元朝派来的使臣很快就到了,王祺率百官相迎。
此次来的是王后的胞弟,高丽的“国舅”,长的是浓眉大眼一脸络腮胡,体格强壮声似洪钟,满脸红光。
他身后跟着一行人,个个双手放于身前,下巴微抬傲视底下的众人,国舅站在高台上,大大的帽子遮住了他的前额,扫视了底下的百官一眼,就开始宣读从元朝带来的昭令——
“……子嗣有碍,故立庆源君为储,以系两国友好,高丽王须……”
底下与王后一同跪在最前面的王祺身穿金色正服,头戴金冠,低头听着台上国舅的声音,脸上没有什么表情。
身后。
礼部尚书耷拉着眼皮,趁其他人不注意时,悄悄拉了拉前面中堂大人的袖边,用眼神瞟了瞟最前面的王祺,脸上满是犹豫:“大人……”
中堂大人不满的皱了下眉,却还是顺着他的目光看去,一下子就懂了对方的担忧,随即眯了眯眼露出了一抹颇带深意的笑,压低了声音回他。

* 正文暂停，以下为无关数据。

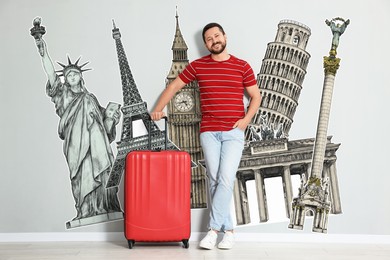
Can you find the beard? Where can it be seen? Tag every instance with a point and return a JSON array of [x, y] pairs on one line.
[[223, 46]]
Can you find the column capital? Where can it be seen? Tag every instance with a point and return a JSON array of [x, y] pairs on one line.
[[331, 65]]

“尚书大人担心什么呢?王后至今没有怀上王嗣,元朝的耐心已经快要消磨完了。只要我们拥护庆源君早日登上王座,有大君的照拂,大人的地位,可就不同往日了啊。”
尚书大人脸上神色变幻不停,好一会儿才咬牙下了决定,目光灼灼地盯着中堂:“下官愿意追随大人的脚步,一切就拜托中堂大人了。”
中堂抚了把自己下巴上的胡子,笑而不语。
2.
为元朝使臣特意|CAO|办的宴会如期举行。
乐师们跪坐在角落尽力弹奏着手中的乐器,宫女们穿梭在百官面前的案几前为各位大人们添着酒水。
有官员喝多了,忍不住拉起一旁的宫女走到中间的空地上开始手舞足蹈,越来越多的人一脸醉意地加入进去,不一会儿,中间的空地上就挤满了人。

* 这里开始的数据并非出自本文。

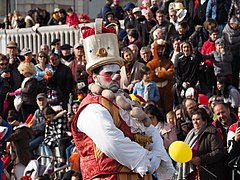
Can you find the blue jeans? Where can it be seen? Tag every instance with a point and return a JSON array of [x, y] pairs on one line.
[[69, 151], [45, 151]]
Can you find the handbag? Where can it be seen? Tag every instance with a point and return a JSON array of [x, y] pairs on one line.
[[18, 102]]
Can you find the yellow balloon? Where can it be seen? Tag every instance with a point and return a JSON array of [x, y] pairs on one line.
[[180, 151]]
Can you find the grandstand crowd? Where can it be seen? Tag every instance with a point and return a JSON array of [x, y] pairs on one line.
[[181, 61]]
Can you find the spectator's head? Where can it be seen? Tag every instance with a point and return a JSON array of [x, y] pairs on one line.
[[42, 58], [219, 43], [190, 105], [148, 14], [56, 43], [3, 63], [154, 114], [145, 54], [234, 23], [132, 35], [45, 48], [12, 48], [66, 49], [78, 50], [173, 15], [160, 17], [213, 35], [200, 118], [145, 73], [127, 55], [41, 100], [129, 7], [27, 69], [13, 118], [27, 53], [54, 60], [70, 11], [222, 112]]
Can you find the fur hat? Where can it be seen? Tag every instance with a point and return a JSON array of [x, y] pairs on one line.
[[100, 46]]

伴随着乐器演奏的声音,众人们在这一刻似乎忘记了一切的烦恼与忧愁,脸上满是欢笑与迷醉。
纸醉金迷。
高台之上,王祺端坐在座椅上,一双眸子静静地看着底下已然忘乎所以的众人。
老太监站在他身后,低眉垂目。
王后在侍女的服侍下姗姗来迟,王祺脸上却没有丝毫的怪罪,反而担心地问:“王后身子好些了吗?”
昨日王后感了风寒,请了御医开了药,却不见好,王祺正要派人再去看看,就听人回禀说健龙卫的洪大人已经亲自给王后送了煎好的忍冬草。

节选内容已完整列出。